Now, price rises and uncertainty mean there’s little chance of farmers themselves forgetting.


UK businesses are on track to pay four times the electricity price they did in 2020 according to the consultancy Cornwall Insight, and agricultural won’t escape the trend.


Farming is the UK’s eighth-biggest energy consumer by industry sector, using 2.79m tonnes of oil equivalent in 2015. One farm in Essex is threatening to close at a cost of 130 jobs lost without Government support after calculating its natural gas bill would rise from £900,000 to £14.6m, nearly triple its expected sales.


Any farmers unused to frugality will be reviewing their approach and looking for ways to reduce outgoings in the face of big price rises resulting from the supply chain problems that stem from the war in Ukraine.


An ‘Energy Price Guarantee’ announced by the UK Government on 8 September means a typical household will pay up to an average £2,500 a year for the next two years, saving £1,000 or more a year, based on current prices.


On 21 September the Government announced a six-month support package effectively halving energy prices for businesses including farms and rural enterprises, plus charities, schools and public bodies. Suppliers will reduce bills in pence per kilowatt hour for qualifying non-domestic customers and be reimbursed by the Government for the reduction in wholesale gas and electricity prices passed on.
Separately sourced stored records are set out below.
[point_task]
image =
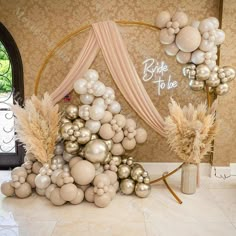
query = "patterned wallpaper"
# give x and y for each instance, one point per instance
(38, 25)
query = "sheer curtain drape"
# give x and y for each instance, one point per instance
(106, 36)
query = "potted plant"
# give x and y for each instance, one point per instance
(190, 132)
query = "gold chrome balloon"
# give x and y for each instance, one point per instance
(142, 190)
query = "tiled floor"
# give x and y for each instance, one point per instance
(211, 211)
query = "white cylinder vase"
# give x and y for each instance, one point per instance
(189, 178)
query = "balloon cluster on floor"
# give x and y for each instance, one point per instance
(216, 79)
(89, 159)
(196, 44)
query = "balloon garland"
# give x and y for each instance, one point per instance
(196, 44)
(89, 160)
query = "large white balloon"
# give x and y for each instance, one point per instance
(86, 99)
(114, 107)
(99, 88)
(198, 57)
(80, 86)
(220, 37)
(97, 112)
(93, 126)
(91, 75)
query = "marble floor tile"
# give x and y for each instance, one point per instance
(226, 200)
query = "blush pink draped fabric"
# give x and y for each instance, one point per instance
(106, 35)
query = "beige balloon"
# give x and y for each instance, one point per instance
(183, 57)
(106, 131)
(56, 198)
(162, 19)
(79, 197)
(68, 192)
(129, 144)
(188, 39)
(7, 189)
(24, 190)
(31, 180)
(117, 149)
(141, 135)
(171, 49)
(89, 194)
(165, 37)
(83, 172)
(181, 18)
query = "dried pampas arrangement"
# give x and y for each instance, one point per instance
(37, 126)
(190, 130)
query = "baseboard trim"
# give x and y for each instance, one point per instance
(206, 169)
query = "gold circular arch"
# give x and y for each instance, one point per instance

Still, there are concerns about both the effectiveness of these measures, considering the strength of the cost of living crisis, and the cost to taxpayers – estimated by the then Business Minister Jacob Rees-Mogg as likely to be in the tens of billions of pounds.


Alternative energy sources such as solar PV and wind as a replacement for fossil fuel-derived electricity are seeing big take-up due to concerns over greenhouse gas emissions plus rising utility prices and potential interruption to supply.


Solar panels work in direct sunlight but also create electricity on cloudy days.


natural light can be converted to electricity on farm buildings to power lighting, cooling and machinery such as milking systems, though care should be taken to ensure sufficient equipment quality to withstand chemical incursion, for example from ammonia on chicken sheds.


Progress in technology has made solar panels cheaper, and any excess power generated can be sold back into the grid, though at limited prices.


That said, perhaps the most effective protection from rising prices is offered by improving the energy efficiency of existing buildings, equipment and processes.


Storing potatoes is among the most energy-intensive activities, and while electricity costs tend to be higher for the fresh market sector, due to refrigeration requirements, than for processing, much can be done to improve operational efficiency from the moment a crop comes into store. Farmers Weekly has a handy guide, suggesting sealing gaps, minimising airflow and considering better equipment.